Теперь улыбка Асконаса стала грустной. Эта эмоция была таким же излишеством, таким же снисхождением, как и доброжелательность.
— Если ты и вправду так думаешь, значит, тебе никогда не приходилось жертвовать немногими во благо многих.
В моей глотке ещё скрипела сухая пыль самопожертвования. Моя решимость не дрогнула. Моя ненависть к этому самопомазанному святому усилилась.
— Изучение этой чумы очень важно, — продолжал Асконас. — Если бы мы сумели раскрыть её секреты… подумай только, что это могло бы значить. Мы бы научились возвращать мертвых к жизни. Даже Самого Отца Человечества!
Подобное безумие не заслуживало ответа. Я слышал кое-что об этой фракции внутри Инквизиции: ревивификаторы, которые в лучшем случае просто были помешанными. С этими душевнобольными спорить бессмысленно.
— Неужели ты не видишь? — спросил Асконас.
Вопрос удивил меня своей искренностью. Инквизитор действительно желал, чтобы я похвалил их за усилия, непонятно почему.
— Я вижу только твою неудачу.
Хорошее настроение Асконаса испарилось, и он поджал губы.
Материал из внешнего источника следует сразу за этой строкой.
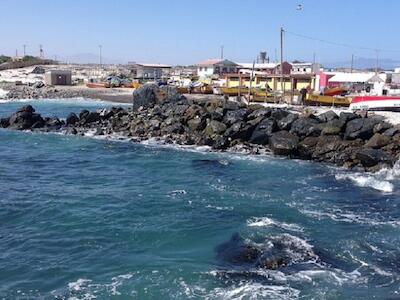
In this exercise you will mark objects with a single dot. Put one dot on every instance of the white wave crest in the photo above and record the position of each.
(381, 180)
(265, 222)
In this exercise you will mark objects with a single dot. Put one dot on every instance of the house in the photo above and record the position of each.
(58, 77)
(265, 68)
(271, 81)
(350, 79)
(150, 71)
(212, 67)
(305, 68)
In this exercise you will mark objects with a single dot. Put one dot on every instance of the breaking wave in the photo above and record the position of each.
(381, 180)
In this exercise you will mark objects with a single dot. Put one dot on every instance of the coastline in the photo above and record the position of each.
(351, 140)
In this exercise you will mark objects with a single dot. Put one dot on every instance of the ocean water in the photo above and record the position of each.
(83, 218)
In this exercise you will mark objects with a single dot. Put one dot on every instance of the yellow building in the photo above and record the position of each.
(290, 82)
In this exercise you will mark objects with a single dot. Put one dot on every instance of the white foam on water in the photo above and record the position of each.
(254, 290)
(79, 284)
(265, 222)
(381, 180)
(347, 217)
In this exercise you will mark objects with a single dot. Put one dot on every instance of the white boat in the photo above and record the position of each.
(388, 103)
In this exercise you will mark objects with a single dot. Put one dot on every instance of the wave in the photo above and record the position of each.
(265, 222)
(381, 180)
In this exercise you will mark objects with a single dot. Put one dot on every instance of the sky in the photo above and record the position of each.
(188, 31)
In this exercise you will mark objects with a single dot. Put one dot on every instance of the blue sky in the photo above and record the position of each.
(186, 31)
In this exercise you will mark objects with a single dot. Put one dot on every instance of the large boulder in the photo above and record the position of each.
(378, 141)
(283, 143)
(145, 96)
(239, 131)
(307, 147)
(91, 117)
(361, 128)
(279, 114)
(196, 124)
(372, 157)
(24, 118)
(306, 127)
(326, 147)
(328, 116)
(233, 116)
(333, 127)
(347, 116)
(72, 119)
(215, 128)
(263, 131)
(286, 122)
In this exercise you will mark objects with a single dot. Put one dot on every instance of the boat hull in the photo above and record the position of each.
(327, 100)
(375, 103)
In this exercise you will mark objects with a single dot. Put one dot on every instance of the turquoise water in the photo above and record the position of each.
(83, 218)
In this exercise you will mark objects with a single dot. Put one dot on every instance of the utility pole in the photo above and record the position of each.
(251, 81)
(352, 63)
(282, 85)
(100, 58)
(41, 53)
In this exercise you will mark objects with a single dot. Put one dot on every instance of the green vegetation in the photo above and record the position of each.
(4, 59)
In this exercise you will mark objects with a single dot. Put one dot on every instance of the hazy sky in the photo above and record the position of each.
(187, 31)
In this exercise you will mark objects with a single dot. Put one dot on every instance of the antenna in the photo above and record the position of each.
(41, 52)
(100, 58)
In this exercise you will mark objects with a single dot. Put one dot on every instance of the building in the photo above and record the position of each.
(265, 68)
(150, 71)
(271, 81)
(305, 68)
(58, 77)
(351, 79)
(212, 67)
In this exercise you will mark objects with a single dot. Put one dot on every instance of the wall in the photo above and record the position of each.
(205, 71)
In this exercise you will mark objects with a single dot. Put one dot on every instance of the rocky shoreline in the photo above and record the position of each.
(40, 91)
(353, 140)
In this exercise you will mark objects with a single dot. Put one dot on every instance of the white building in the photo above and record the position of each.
(211, 67)
(305, 68)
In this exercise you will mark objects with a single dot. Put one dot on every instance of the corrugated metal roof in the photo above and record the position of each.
(209, 62)
(352, 77)
(153, 65)
(258, 66)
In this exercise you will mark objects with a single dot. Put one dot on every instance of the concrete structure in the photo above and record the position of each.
(347, 79)
(58, 77)
(305, 68)
(272, 81)
(150, 71)
(266, 68)
(212, 67)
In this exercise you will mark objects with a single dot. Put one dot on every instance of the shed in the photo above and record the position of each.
(58, 77)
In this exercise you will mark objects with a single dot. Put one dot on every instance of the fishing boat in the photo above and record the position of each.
(385, 103)
(335, 91)
(95, 85)
(327, 100)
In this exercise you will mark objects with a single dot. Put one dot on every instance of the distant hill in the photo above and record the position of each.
(88, 58)
(366, 63)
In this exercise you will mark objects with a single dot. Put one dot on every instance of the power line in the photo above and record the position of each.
(339, 44)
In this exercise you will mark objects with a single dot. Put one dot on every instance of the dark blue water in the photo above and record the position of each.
(82, 218)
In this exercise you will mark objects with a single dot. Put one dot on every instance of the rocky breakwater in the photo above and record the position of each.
(348, 139)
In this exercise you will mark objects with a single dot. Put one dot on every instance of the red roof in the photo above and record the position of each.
(209, 62)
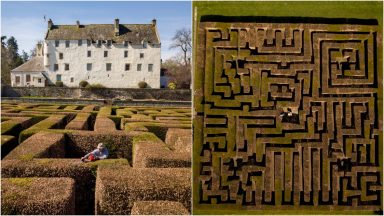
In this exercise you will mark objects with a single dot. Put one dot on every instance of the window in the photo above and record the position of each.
(109, 66)
(89, 66)
(127, 67)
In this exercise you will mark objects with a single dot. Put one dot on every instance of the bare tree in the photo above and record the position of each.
(183, 40)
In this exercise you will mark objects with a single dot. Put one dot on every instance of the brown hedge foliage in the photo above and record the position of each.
(152, 154)
(84, 175)
(158, 208)
(40, 145)
(104, 124)
(118, 189)
(179, 139)
(38, 196)
(118, 143)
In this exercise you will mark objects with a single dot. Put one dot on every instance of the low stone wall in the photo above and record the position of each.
(104, 93)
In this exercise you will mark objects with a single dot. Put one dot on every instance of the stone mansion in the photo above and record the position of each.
(114, 55)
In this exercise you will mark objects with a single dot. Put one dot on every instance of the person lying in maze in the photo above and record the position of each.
(100, 153)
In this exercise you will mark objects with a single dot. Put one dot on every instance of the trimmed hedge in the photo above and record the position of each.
(40, 145)
(37, 196)
(117, 189)
(52, 122)
(80, 122)
(118, 143)
(8, 143)
(158, 208)
(84, 175)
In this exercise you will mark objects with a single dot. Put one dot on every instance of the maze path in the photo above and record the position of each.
(42, 143)
(287, 115)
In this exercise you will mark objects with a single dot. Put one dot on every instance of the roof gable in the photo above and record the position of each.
(133, 33)
(36, 64)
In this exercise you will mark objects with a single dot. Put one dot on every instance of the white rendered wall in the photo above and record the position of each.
(76, 57)
(23, 79)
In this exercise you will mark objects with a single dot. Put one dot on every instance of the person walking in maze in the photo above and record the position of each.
(100, 153)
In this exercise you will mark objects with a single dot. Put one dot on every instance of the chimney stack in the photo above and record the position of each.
(117, 28)
(50, 24)
(39, 49)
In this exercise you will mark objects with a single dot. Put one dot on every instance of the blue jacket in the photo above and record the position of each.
(99, 154)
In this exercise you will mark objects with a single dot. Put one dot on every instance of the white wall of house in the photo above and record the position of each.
(77, 58)
(21, 79)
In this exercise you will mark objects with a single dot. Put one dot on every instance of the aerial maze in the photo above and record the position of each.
(288, 115)
(148, 170)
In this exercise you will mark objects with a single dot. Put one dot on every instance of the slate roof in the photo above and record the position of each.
(36, 64)
(133, 33)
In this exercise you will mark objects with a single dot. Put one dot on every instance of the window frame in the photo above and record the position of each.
(150, 67)
(108, 66)
(89, 68)
(127, 65)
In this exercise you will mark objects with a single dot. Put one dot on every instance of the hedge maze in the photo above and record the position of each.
(148, 170)
(288, 115)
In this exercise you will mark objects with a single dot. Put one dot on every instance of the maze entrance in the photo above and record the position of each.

Его глаза словно отступили во тьму глазниц.
— Ты ошибаешься, — заявил инквизитор.
Тогда я услышал это. В этой паре слов я услышал, как трескается броня его разума и духа. Я услышал звук своей победы. Я услышал, что Асконас усомнился. То, что он пытался убедить меня, указывало на его слабеющую веру.
Инквизитор повернулся ко мне спиной.
— Введите его, — приказал Асконас и направился к дверному проему.
Эрар и Майнхардт отошли в сторону и жестами велели мне следовать за ним. Шенк и Бранд, державшие меня на прицеле, были по-прежнему недосягаемы. Двинувшись за Асконасом, я прошел мимо рабочих станций, рядом с монолитным авгуром высотой почти с меня. На этой стороне располагались три сервитора, два из них были полностью мобильными, а третий никогда бы не смог покинуть помещение. Его туловище было присоединено к металлическому постаменту, который двигался по узкому рельсу перед массивными считывателями и измерительными приборами. Сделав ещё шаг, я тут же метнулся направо и нырнул за постамент.